Has any one had experience with root training or trimming? Is this really something that needs to be done, cuz I have seen the infamous " Green Giant Grow " haha...the triple G! 

 what do ya say?


----------



## smokybear (Mar 23, 2008)

I have only ever heard of root training when trying to do a bonsai mother plant for clones. When you transplant the mother into another pot, you trim the roots away to keep the mother plant small, just like you do to bonsai trees. I do this every year or two because I also grow bonsai trees so I know what you're talking about. Other than that JJ, I have never heard of this being done. Maybe I'm in the dark though. Got any threads? Take care and be safe my friend.


----------



## massproducer (Mar 23, 2008)

Are you growing in soil, and your you root bound?

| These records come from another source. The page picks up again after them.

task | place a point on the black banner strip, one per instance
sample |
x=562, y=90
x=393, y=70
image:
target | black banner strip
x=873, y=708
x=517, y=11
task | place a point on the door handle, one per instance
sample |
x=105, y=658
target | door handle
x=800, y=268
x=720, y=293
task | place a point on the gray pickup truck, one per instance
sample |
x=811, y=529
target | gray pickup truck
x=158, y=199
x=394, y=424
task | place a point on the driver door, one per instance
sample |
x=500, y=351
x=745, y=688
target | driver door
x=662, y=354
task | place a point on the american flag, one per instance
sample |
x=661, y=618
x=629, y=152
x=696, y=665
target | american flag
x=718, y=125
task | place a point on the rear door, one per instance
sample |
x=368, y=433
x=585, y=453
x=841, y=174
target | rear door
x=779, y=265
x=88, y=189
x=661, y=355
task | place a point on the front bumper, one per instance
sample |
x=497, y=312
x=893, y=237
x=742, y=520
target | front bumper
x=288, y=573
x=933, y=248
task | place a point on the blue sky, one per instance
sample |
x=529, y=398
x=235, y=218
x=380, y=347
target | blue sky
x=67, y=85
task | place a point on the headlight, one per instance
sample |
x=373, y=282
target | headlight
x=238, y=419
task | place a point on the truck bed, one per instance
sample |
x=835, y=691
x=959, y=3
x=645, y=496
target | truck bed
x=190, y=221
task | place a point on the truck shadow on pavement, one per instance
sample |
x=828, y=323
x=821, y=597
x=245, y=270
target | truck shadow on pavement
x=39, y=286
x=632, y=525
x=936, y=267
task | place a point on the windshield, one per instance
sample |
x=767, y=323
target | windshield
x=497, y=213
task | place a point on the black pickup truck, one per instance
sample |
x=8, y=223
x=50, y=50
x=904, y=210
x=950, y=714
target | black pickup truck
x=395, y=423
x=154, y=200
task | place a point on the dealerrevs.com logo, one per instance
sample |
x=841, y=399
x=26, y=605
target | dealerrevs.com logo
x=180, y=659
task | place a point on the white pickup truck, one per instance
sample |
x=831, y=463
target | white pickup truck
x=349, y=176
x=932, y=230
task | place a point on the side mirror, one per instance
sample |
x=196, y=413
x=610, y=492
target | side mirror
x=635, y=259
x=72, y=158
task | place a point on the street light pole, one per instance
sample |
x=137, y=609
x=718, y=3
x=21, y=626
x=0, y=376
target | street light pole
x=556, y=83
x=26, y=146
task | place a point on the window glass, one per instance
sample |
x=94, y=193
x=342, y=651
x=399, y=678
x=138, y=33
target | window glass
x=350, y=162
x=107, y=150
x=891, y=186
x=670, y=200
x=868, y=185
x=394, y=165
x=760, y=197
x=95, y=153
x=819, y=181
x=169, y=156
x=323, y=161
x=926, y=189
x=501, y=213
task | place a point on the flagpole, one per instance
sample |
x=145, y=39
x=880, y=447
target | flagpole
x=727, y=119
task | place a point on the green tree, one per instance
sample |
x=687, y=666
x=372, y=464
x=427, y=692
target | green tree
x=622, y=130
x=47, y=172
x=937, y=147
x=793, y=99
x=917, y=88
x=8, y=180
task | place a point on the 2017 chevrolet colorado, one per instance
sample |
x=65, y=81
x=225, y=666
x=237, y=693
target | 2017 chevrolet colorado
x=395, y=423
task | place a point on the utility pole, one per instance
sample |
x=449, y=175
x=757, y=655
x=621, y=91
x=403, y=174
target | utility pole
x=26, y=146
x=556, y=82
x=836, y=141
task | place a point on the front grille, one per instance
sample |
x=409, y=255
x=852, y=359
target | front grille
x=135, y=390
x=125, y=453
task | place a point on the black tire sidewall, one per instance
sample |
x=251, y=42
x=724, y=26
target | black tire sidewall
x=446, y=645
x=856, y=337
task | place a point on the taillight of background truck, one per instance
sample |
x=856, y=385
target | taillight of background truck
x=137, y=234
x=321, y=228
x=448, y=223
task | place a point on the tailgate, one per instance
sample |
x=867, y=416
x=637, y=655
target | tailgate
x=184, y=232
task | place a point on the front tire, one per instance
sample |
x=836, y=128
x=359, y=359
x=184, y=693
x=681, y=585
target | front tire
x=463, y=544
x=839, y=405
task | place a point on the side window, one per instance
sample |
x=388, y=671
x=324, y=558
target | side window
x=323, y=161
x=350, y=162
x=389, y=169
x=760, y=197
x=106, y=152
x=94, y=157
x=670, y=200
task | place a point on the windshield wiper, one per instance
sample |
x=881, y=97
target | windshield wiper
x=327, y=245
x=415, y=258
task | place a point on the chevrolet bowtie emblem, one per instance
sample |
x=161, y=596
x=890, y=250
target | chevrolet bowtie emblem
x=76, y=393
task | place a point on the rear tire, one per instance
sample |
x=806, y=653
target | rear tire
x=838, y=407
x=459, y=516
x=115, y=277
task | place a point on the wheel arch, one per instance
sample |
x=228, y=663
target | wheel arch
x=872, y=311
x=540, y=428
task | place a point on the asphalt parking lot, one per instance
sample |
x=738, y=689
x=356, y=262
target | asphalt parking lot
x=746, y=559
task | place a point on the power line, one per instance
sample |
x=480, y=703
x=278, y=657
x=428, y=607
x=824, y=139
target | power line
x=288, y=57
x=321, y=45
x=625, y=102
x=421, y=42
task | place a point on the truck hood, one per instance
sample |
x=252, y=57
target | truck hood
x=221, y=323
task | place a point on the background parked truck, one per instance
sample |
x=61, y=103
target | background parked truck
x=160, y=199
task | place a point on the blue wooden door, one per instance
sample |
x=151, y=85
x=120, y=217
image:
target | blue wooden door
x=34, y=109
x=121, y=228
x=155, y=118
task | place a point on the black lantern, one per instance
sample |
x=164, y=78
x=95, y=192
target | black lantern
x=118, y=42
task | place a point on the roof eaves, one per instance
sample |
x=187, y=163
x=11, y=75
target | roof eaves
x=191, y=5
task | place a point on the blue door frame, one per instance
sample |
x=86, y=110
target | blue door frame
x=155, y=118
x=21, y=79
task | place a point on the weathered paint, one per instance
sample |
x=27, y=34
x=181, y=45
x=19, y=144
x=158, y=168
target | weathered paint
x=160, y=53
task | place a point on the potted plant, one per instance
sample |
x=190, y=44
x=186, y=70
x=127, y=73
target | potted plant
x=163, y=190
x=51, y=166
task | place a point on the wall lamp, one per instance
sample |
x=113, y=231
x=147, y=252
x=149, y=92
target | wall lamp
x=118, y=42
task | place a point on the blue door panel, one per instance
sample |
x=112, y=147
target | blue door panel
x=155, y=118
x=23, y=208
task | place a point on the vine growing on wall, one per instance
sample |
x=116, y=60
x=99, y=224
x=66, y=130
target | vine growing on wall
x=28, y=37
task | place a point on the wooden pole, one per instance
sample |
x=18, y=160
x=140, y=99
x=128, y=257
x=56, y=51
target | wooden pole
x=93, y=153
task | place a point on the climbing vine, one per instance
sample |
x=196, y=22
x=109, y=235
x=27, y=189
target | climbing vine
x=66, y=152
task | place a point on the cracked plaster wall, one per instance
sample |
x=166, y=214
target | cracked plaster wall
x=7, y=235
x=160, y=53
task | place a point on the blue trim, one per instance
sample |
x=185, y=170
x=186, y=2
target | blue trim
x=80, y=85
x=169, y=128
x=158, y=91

I have not seen that grow, but I myself would never trim my roots, because at best it will stunt your growth, and IMHO, it could very easily kill your plants.  I am a hydro grower but i do not touch my roots, the roots are the most delicate part of any plant and any damage to even the root hairs that come off the roots, and you could leave your plants unable to feed.

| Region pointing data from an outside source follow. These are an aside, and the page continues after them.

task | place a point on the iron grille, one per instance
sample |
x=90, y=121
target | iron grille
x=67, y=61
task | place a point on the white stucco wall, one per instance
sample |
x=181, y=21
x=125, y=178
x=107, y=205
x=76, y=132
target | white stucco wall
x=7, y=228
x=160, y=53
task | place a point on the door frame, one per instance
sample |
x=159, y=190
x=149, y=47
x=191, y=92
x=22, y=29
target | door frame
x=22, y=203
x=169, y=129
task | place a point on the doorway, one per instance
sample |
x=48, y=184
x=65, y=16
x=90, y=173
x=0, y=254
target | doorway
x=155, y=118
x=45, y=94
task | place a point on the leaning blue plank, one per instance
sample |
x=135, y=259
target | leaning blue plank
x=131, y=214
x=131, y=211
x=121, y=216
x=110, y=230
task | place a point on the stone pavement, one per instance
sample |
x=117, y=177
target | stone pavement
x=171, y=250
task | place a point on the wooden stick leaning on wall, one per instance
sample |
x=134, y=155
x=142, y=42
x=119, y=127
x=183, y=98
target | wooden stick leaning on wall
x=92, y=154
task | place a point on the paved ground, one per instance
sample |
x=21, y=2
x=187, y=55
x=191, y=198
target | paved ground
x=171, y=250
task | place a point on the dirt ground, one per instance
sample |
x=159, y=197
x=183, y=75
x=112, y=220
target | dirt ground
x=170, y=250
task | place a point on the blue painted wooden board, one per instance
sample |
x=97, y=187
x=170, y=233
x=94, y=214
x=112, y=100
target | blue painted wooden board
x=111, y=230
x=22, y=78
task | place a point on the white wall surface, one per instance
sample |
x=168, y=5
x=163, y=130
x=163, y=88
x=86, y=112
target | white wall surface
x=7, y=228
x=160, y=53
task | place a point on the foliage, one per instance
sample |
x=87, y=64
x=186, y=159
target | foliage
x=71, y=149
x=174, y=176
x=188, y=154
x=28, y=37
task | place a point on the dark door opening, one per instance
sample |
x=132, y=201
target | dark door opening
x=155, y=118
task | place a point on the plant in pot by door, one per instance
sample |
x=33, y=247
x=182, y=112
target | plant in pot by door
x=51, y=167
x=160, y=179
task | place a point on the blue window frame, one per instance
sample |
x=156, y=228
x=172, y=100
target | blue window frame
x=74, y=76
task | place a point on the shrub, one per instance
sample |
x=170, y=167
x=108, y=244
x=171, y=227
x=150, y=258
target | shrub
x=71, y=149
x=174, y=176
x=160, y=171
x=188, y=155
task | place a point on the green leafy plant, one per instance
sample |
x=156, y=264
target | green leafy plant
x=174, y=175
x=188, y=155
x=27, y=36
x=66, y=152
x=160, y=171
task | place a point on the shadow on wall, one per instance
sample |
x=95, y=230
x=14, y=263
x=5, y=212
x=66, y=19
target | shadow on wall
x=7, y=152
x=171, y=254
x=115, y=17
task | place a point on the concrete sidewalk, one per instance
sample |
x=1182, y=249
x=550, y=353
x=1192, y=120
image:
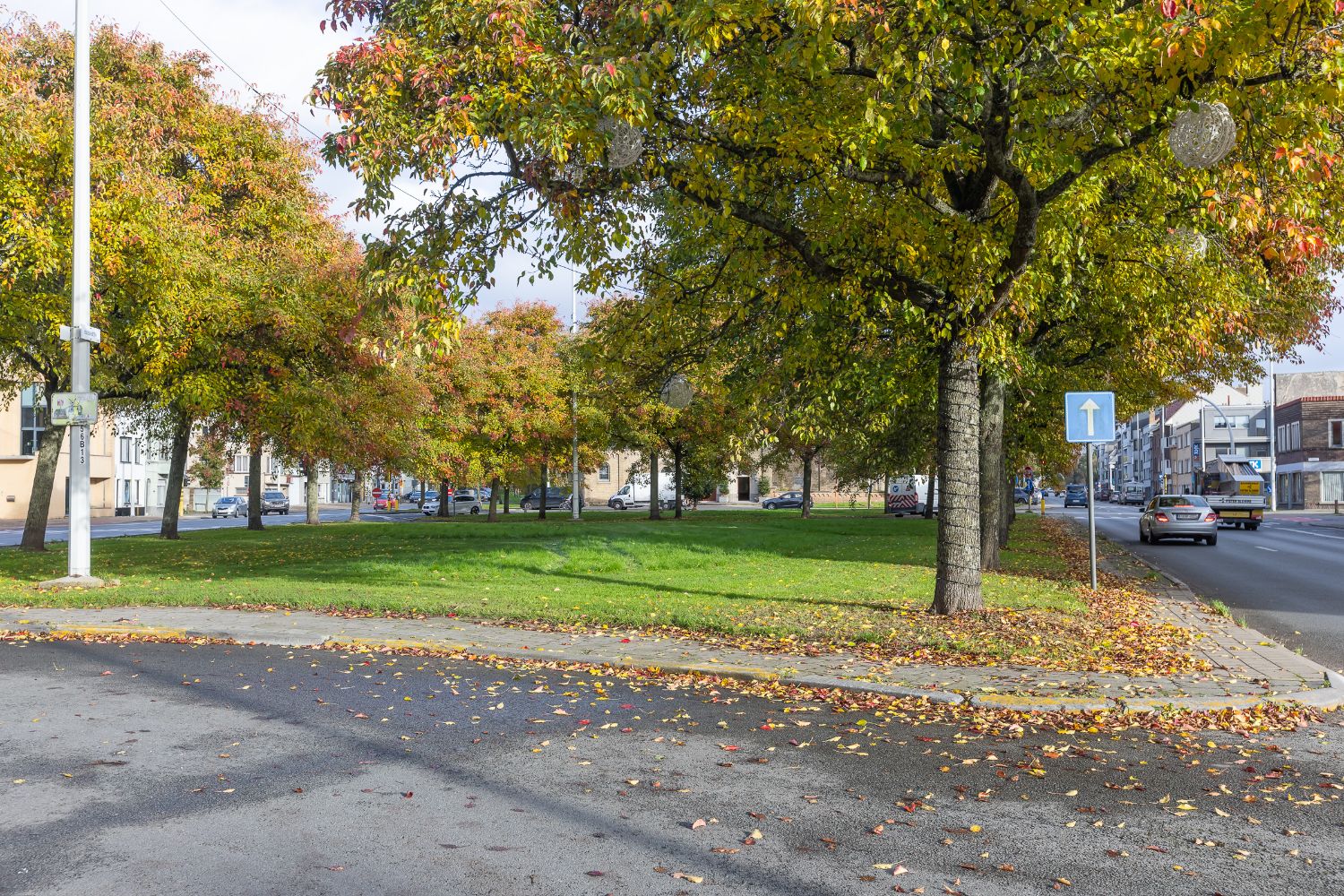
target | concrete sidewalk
x=1249, y=668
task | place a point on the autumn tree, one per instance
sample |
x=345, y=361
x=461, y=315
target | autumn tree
x=909, y=164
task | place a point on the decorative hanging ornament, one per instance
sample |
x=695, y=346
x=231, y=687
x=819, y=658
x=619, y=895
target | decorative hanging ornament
x=1202, y=137
x=625, y=142
x=676, y=392
x=1190, y=244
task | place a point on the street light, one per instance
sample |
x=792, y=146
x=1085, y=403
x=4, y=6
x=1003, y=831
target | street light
x=80, y=331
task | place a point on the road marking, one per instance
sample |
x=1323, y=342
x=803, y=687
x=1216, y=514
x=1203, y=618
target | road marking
x=1317, y=535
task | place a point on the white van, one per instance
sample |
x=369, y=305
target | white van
x=908, y=495
x=636, y=493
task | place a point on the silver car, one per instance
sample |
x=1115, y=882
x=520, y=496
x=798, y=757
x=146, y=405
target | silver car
x=1177, y=516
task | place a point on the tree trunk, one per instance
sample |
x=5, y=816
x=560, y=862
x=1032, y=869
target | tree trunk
x=357, y=495
x=676, y=478
x=806, y=485
x=43, y=479
x=1005, y=505
x=957, y=589
x=991, y=468
x=655, y=511
x=254, y=487
x=177, y=474
x=311, y=493
x=933, y=484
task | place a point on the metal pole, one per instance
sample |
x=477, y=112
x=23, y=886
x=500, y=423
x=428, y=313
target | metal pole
x=80, y=509
x=1273, y=440
x=575, y=497
x=1091, y=520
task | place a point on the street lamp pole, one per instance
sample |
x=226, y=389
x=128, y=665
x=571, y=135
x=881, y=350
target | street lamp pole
x=80, y=511
x=575, y=495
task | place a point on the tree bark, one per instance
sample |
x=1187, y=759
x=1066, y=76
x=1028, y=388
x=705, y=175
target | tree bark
x=540, y=513
x=676, y=478
x=177, y=474
x=806, y=484
x=43, y=481
x=254, y=487
x=655, y=511
x=311, y=508
x=991, y=468
x=1005, y=505
x=933, y=485
x=357, y=495
x=957, y=586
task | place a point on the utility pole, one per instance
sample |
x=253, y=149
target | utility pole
x=80, y=332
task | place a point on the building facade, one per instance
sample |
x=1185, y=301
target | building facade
x=23, y=425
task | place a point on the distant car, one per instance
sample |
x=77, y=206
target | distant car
x=464, y=501
x=1177, y=516
x=274, y=503
x=784, y=501
x=230, y=505
x=556, y=498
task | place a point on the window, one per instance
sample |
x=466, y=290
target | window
x=1332, y=487
x=32, y=419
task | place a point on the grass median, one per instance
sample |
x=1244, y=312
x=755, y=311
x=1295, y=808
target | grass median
x=841, y=579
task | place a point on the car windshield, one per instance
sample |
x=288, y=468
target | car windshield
x=1182, y=500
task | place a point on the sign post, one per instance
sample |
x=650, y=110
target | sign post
x=1089, y=418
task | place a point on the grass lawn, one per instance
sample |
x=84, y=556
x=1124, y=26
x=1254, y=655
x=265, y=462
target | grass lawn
x=839, y=579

I have heard some soil growers that put slits in their roots when they become root bound to start the growth again because being root bound had them stunted, but I don't think that it is a good idea to even touch healthy roots.

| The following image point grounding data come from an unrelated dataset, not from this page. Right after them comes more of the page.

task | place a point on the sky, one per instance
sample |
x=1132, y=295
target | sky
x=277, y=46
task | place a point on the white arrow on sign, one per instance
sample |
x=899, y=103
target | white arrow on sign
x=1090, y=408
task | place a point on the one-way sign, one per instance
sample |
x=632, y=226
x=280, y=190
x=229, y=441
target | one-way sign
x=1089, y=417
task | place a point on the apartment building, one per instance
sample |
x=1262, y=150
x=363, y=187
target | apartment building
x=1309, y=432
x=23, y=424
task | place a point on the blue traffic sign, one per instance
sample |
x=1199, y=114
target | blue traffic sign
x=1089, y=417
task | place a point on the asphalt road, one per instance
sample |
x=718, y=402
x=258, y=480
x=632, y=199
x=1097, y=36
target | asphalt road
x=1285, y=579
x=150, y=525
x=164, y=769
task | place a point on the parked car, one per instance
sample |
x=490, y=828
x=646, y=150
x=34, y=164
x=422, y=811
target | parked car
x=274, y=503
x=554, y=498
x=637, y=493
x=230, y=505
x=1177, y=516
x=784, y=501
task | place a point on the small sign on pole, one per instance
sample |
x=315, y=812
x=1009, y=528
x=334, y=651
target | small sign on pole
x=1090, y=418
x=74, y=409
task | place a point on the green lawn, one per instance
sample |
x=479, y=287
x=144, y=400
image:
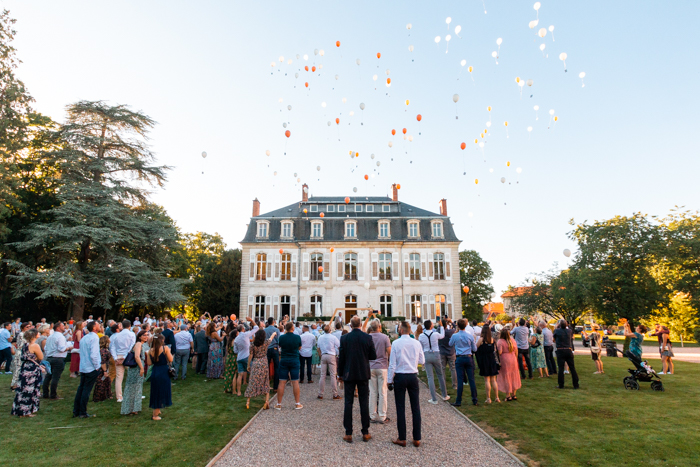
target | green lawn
x=200, y=423
x=599, y=424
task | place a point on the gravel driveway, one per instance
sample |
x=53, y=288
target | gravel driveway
x=313, y=436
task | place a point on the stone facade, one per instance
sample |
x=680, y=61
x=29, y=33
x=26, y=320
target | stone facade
x=350, y=253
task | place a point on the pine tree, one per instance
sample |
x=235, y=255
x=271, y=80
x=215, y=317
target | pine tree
x=104, y=233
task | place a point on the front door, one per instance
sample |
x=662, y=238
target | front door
x=350, y=307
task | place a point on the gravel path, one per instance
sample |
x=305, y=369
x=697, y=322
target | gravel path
x=313, y=436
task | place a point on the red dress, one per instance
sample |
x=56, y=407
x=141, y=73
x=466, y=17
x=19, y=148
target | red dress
x=75, y=356
x=509, y=375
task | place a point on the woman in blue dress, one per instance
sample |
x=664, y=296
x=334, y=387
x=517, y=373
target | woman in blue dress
x=159, y=357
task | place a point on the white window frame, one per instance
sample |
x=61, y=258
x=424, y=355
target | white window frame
x=432, y=229
x=314, y=223
x=266, y=226
x=354, y=228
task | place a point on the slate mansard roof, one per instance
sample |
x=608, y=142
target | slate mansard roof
x=334, y=222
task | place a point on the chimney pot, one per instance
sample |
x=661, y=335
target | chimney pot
x=443, y=207
x=256, y=207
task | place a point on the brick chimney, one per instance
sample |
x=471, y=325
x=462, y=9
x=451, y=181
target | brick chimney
x=443, y=207
x=256, y=207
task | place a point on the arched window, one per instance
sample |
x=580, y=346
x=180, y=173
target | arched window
x=439, y=266
x=350, y=267
x=316, y=305
x=286, y=267
x=385, y=266
x=261, y=267
x=385, y=305
x=260, y=307
x=316, y=264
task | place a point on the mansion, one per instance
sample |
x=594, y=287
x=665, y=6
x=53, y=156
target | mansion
x=323, y=254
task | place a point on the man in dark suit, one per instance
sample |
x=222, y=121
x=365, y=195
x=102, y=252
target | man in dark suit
x=356, y=350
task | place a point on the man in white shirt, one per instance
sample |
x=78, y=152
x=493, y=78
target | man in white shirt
x=120, y=345
x=184, y=344
x=328, y=346
x=406, y=355
x=431, y=349
x=307, y=344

If you want a way to maximize your plants potential give it some carboload or another source of carbohydrate, you will see a noticible difference supplementing carbohydrates as your plants will use its stores fast especially during flowering.

Sorry i couldn't be of more help, hopefully one of the other guys or gals will know more about this.


----------



## smokybear (Mar 23, 2008)

As I said before, trimming roots will make the plant stunted and is only suited for bonsai mothers. Take care everyone.


----------



## Joseph James (Mar 23, 2008)

Thanks guys, I don't plan on using the technique.


----------



## gardenguru (Mar 23, 2008)

Joseph James said:
			
		

> Thanks guys, I don't plan on using the technique.


 
There is another method called root supression where you grow largish plants in tiny pots.


----------



## trillions of atoms (Mar 24, 2008)

you can do it on a reveg as wel if needed....


----------